Public Bank group will continue with its digitalisation efforts to grow its fee-based income.
RHB Bank group expects the outlook this year to be better especially in terms of fee income such as brokerage fees, investment bank-related fee income and commercial banking; however, these may not return to pre-pandemic levels.
Trading and investment income at RHB are still expected to recover although challenges to the pace of economic recovery remain, added Rashid.
Monitoring non-performing loans
In terms of the gross impaired loans (GIL) ratio of non-performing loans to total gross loans, Bank Islam sees the industry’s GIL ratio may rise to between 2.5% and to 3% over the next two years.
This is as asset quality is expected to deteriorate with the expiry of financial assistance programmes amid heightened inflation and rate hikes.
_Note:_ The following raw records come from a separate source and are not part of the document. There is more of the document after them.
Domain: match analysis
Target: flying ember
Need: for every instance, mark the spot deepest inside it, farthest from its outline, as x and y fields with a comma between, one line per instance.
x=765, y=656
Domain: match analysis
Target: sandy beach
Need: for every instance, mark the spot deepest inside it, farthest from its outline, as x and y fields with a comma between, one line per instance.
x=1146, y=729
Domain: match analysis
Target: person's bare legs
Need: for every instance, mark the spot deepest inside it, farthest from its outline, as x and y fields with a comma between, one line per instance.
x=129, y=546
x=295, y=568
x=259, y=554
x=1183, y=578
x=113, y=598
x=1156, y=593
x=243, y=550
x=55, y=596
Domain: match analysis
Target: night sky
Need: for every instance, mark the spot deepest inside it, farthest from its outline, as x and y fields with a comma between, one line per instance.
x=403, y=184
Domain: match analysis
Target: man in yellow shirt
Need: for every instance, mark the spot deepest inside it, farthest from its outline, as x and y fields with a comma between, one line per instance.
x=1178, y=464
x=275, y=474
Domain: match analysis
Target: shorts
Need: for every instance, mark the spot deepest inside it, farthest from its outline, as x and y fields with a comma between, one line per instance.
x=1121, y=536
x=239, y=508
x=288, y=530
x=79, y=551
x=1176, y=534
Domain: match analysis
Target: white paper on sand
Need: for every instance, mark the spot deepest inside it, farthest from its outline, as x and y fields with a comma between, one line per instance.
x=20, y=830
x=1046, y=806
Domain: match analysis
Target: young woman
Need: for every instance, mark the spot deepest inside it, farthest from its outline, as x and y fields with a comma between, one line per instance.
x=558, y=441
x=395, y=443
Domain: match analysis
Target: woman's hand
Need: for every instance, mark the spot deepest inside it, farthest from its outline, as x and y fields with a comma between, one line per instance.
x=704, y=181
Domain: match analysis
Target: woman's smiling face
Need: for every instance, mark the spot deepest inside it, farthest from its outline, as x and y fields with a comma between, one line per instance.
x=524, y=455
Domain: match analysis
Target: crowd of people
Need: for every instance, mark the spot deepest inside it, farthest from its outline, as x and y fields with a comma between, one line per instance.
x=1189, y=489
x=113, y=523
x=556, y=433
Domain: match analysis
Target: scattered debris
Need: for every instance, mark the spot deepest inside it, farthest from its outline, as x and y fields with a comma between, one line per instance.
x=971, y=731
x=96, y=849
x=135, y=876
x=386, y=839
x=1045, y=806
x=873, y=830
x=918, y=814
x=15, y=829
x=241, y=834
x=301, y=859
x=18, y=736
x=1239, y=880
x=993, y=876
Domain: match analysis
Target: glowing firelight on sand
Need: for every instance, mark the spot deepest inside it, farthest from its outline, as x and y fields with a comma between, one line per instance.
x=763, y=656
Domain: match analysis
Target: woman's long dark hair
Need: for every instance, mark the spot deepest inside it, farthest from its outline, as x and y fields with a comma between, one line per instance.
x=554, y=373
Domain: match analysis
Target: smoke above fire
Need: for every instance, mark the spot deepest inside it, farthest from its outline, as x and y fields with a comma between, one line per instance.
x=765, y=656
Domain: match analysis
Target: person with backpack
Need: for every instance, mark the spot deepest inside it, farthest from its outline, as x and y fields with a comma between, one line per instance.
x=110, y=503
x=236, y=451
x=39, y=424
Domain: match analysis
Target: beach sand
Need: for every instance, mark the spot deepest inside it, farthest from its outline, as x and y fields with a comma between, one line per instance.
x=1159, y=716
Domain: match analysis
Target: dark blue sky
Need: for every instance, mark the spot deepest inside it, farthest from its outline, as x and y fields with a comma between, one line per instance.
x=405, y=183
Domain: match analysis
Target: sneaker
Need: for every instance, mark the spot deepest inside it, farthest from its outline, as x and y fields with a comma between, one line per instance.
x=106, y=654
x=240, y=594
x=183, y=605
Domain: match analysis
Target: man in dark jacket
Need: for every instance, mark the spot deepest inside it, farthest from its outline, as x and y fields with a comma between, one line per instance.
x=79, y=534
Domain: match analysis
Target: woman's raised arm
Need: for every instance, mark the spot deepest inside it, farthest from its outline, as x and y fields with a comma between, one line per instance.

Public Bank group has been able to sustain a low and stable GIL ratio (0.3% as at September, 2022, against industry’s 1.8%), largely due to its longstanding prudent credit culture.
This is supported by Public Bank’s prudent lending policy and its continuous, extensive efforts to provide financial assistance to borrowers with temporary cashflow constraints.
With the uncertainties ahead, the group will continue its prudent approach and its asset quality is expected to remain manageable, given its resilient credit profile.
Public Bank has pre-emptively set aside high loan loss reserves which will provide further buffer in the event of any potential risks.
RHB Bank group expects an uptick in certain vulnerable sectors; however, an improved GIL ratio for the group is expected in 2023 compared to 2022, amidst continued recovery efforts and expansion in loans.
Signs of stabilisation are seen as the GIL ratio had fallen marginally from 1.85% in July, 2022, to 1.82% at end-September, 2022, said CGS-CIMB Research in a report.
Prudent coverage for loan loss
The industry is expected to remain well-buffered in terms of its loan loss coverage (LLC) ratio which indicates the ability of the bank to bear losses on loans, said Bank Islam.
As of November, 2022, the industry’s financing loss coverage ratio, including regulatory reserves, continues to record a prudent level of 116.5% of impaired loans, with total provisions accounting for 1.8% of total loans.
RHB Bank group’s target is to maintain the LLC ratio at above 100%; it continues to remain prudent and prepared to set aside any necessary provisions. RHB will monitor the environment regularly to ensure that sufficient buffers are maintained.
As at September 2022, Public Bank group’s LLC ratio stood at 339.5% compared to the industry’s at 97.8%. Including regulatory reserves, Public Bank group’s LLC ratio is at 359.6%.Public Bank group expects some normalization of the LLC ratio, depending on the trend of impaired loans, the speed of the economic recovery and any other uncertainties ahead.
Public Bank group continues to monitor closely the repayment trend of borrowers and any potential stress to its asset quality while ensuring a prudent level of LLC is maintained with a sufficient level of loan buffers.Banks’ loan loss provisioning in funds set aside for default or problem loans, for the third quarter of 2022, is estimated by CGS-CIMB to have declined 40% to 50%.
This, together with still, one of the strongest loan growth in recent years, and expansion in NIM, would have supported banks’ net profit growth in the third quarter of 2022, said CGS-CIMB Research.
Banks are making preparations to deal with challenges and uncertainties in 2023.
Yap Leng Kuen is a former StarBiz editor. The views expressed here are the writer’s own.